Panda Bear
Sinister Grift
DOMINO
You can take Noah Lennox out of Animal Collective, but you can’t necessarily take Animal Collective out of the producing, songwriting, singing Lennox when it comes to the drifting experimental psych-pop he creates as Panda Bear, or that solo project’s knack for layering sounds as if throwing on several sweaters at once. Borrowing a straight-ahead smattering of bright sunshine from AnCo’s airy 2023 opus Isn’t It Now?, along with the harmonic Californian glow of his own solo Buoys album, Sinister Grift is anything but sinister in its happy, shiny, tropical, hook-heavy display.

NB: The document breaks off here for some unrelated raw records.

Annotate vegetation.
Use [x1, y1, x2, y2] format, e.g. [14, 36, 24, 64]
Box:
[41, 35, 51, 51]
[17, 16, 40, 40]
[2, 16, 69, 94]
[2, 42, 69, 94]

And, the grift? That might just be on us, the listener, as much of Panda Bear’s sequenced mechanical instrumentation of yore has been replaced with what sounds like live players and blunter rhythms. Back-ended with a short series of longer, denser, even spookier works that tend to loll in the sand, Sinister Grift’s latter half features the still-catchy-despite-themselves likes of “Left in the Cold” and “Elegy for Noah Lou,” sparkling melodic moments that come across like a sundown’s setting film score to something sadly violent—think the dusty, Spahn Ranch scenes of Tarantino’s Once Upon a Time in Hollywood.
With that, it’s the blunter, live-sounding early songs of Sinister Drift that do the fast-moving, overheated, heavy lifting here, with their Caetano Veloso/Lowell George/Eagles vibes and the taught contagion of their songcraft. Yes, craft—because perhaps for the first time ever, Lennox has tuned his ears to the charts (albeit a Top 10 somewhere around 1973, and certainly an AM radio station in San Pedro). From the pedal-steel-filled “50mg” to the vintage Tropicalista electric guitars of “Just as Well”—and, of course, Panda Bear’s unusually silly-to-sullen vocal palette layered throughout the billowiest aspects of his mix—this new album is more charming and sun-dappled than it is sinister.